Também foi aprovado o nome do advogado Igor Muniz para uma diretoria na reguladora do mercado de capitais. Agora, cabe ao governo fazer a nomeação no Diário Oficial da União.

Mais cedo, ambos foram aprovados na Comissão de Assuntos Econômicos (CAE) da Casa, após sabatina. As aprovações vêm em um momento em que a reguladora é cobrada por uma melhor fiscalização sobre o mercado de capitais, após a crise do Banco Master.

Otto Lobo recebeu a indicação de Lula em um contexto aumento de preocupações em relação à postura de profissionais de alto escalão em órgãos importantes para o setor financeiro, após o caso Master
Otto Lobo recebeu a indicação de Lula em um contexto aumento de preocupações em relação à postura de profissionais de alto escalão em órgãos importantes para o setor financeiro, após o caso Master
Foto: YouTube/Reprodução / Estadão

Presidente interino da CVM por seis meses até o fim de 2025, o nome de Otto Lobo tem levantado preocupações no mercado financeiro e entre observadores das instituições por conta de decisões favoráveis ao Master, como mostrou o Estadão.

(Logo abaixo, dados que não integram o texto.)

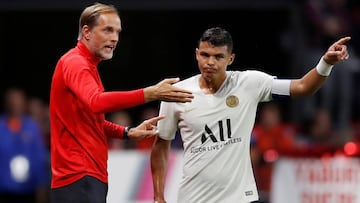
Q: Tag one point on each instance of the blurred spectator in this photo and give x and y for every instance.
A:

Em 11 de fevereiro, o Tribunal de Contas da União (TCU) negou uma representação que contestava a indicação de Lobo. A Corte avaliou que, além de esse processo de indicação não fazer parte de sua competência, a representação não veio acompanhada de indícios suficientes de irregularidade ou ilegalidade.

Na sabatina, Lobo foi questionado sobre o caso Ambipar e disse que não se pode atuar sob pressão de jornais. "O presidente da CVM não pode se dobrar a pressões externas", afirmou. Ele frisou que nunca houve benefícios ao Master em sua atuação na reguladora.

O advogado foi indagado também, pelos senadores, sobre eventual apoio do empresário Joesley Batista, como em rumores que correm nos bastidores, e disse que não tem informações sobre isso. Também afirmou que não se sente impedido para julgar casos envolvendo a JBS, inclusive porque as decisões são colegiadas.

Lobo foi formalmente indicado ao posto em janeiro, por Lula, mas, até recentemente, Alcolumbre segurava o despacho. O senador se irritou após integrantes do governo o apontarem como "padrinho" da indicação de Lobo, o que o parlamentar nega. O então ministro da Casa Civil, Rui Costa, é que estaria por trás do seu patrocínio para o posto.

O indicado exerceu o cargo de presidente interino da CVM até o dia 31 de dezembro, quando acabou o seu mandato. Ele chegou à diretoria do órgão em 2022, sob a indicação do então presidente da República Jair Bolsonaro.